12 March 2003

fuckers.

a choice quote from the times article, comparing abortion legislation to environmental regulation (!?!?):

"I don't understand," said Senator Peter G. Fitzgerald, Republican of Illinois, "how those who can hear the howl of a wolf or the squeal of a dolphin can be deaf to the cry of an unborn child."

boy, does that ever muddle the debate in an infinitude of ways. i'm disgusted that fitzgerald, deaf to the howls of wolves, the squeals of dolphins, and the cries of born children living in poverty, not to mention every woman on earth (whom he and his ilk seem to regard, rather premodernly, as empty vessels), can work himself up to the impressive level of cynicism necessary to make such an argument.

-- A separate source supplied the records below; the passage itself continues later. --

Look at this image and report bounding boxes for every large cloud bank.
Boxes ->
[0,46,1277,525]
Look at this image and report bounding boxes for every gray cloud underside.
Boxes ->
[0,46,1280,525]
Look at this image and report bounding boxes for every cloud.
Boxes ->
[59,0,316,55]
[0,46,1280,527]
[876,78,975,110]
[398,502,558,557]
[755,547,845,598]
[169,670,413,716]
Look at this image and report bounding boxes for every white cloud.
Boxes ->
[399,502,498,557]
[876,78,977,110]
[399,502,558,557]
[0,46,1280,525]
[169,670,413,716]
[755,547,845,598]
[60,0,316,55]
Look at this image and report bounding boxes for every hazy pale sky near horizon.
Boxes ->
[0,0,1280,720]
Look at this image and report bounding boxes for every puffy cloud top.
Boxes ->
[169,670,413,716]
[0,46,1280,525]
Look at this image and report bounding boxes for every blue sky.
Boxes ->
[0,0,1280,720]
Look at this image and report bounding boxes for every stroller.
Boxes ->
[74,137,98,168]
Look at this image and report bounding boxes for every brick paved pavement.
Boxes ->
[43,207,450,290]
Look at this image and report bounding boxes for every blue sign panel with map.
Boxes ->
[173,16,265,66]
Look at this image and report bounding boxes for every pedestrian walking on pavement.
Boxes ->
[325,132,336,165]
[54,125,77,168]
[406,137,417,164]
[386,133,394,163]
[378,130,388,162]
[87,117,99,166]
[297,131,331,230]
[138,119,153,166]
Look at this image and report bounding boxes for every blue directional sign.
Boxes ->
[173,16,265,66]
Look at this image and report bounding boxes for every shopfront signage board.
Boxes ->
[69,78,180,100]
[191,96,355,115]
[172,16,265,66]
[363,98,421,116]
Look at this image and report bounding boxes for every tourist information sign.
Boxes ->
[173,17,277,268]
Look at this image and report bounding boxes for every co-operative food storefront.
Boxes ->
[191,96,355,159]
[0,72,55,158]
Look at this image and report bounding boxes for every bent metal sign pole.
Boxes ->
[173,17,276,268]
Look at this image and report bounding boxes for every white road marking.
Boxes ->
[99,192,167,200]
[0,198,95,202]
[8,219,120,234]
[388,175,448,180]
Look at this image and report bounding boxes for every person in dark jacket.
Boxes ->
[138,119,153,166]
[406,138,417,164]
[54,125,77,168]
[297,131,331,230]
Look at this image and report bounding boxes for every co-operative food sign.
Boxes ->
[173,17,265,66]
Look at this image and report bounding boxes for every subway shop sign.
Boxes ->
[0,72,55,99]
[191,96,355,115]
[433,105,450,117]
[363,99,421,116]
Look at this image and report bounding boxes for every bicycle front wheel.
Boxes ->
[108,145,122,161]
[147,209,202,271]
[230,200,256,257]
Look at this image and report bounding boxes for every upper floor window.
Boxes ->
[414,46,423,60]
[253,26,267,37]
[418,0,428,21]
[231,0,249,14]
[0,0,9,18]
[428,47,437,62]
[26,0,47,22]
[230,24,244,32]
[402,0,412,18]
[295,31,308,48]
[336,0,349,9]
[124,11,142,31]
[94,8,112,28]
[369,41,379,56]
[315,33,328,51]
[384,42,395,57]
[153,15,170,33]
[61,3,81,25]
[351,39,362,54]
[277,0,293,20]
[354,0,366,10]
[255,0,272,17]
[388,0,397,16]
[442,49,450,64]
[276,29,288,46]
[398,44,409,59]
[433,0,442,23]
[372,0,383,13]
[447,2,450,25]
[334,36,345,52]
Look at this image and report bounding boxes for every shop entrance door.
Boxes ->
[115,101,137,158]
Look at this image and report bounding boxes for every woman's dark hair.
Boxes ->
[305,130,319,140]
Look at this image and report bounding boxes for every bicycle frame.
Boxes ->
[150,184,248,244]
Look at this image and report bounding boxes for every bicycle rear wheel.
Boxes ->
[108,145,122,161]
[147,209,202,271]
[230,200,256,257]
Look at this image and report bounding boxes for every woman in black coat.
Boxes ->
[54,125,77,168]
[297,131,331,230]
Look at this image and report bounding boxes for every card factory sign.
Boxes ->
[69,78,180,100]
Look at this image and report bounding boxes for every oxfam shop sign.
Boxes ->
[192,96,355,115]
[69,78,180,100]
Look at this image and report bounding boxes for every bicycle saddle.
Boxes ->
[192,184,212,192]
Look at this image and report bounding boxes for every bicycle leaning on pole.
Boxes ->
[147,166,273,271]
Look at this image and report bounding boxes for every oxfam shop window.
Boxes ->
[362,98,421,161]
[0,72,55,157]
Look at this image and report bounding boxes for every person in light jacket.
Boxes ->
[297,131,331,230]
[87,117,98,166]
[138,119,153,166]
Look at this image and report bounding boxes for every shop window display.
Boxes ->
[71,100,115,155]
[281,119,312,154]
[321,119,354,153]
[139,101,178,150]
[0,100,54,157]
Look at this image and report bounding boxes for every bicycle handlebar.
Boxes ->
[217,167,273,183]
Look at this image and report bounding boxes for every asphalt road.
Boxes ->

let's be clear: "partial-birth" is a term invented by opponents of choice in order to demonize a procedure that no one really "chooses" to undergo. that is to say, the fetuses aborted in late-term abortions are generally inviable in any case, and often a serious threat to the life or health of the mother, as well. late-term abortions are incredibly difficult; they are not, as many an anti would have it, infanticides committed by the criminally lazy or the morally vacant. it seems to me an impossibly cruel act to mock the suffering of women who, for one reason or another, needed to have this procedure, by labelling it what it is not and casting the decisions surrounding it as simpler than they inevitably are.

...but i suppose lots of issues seem simple when fetuses are people, women are things, and you're thoroughly convinced of your own Godlike righteousness.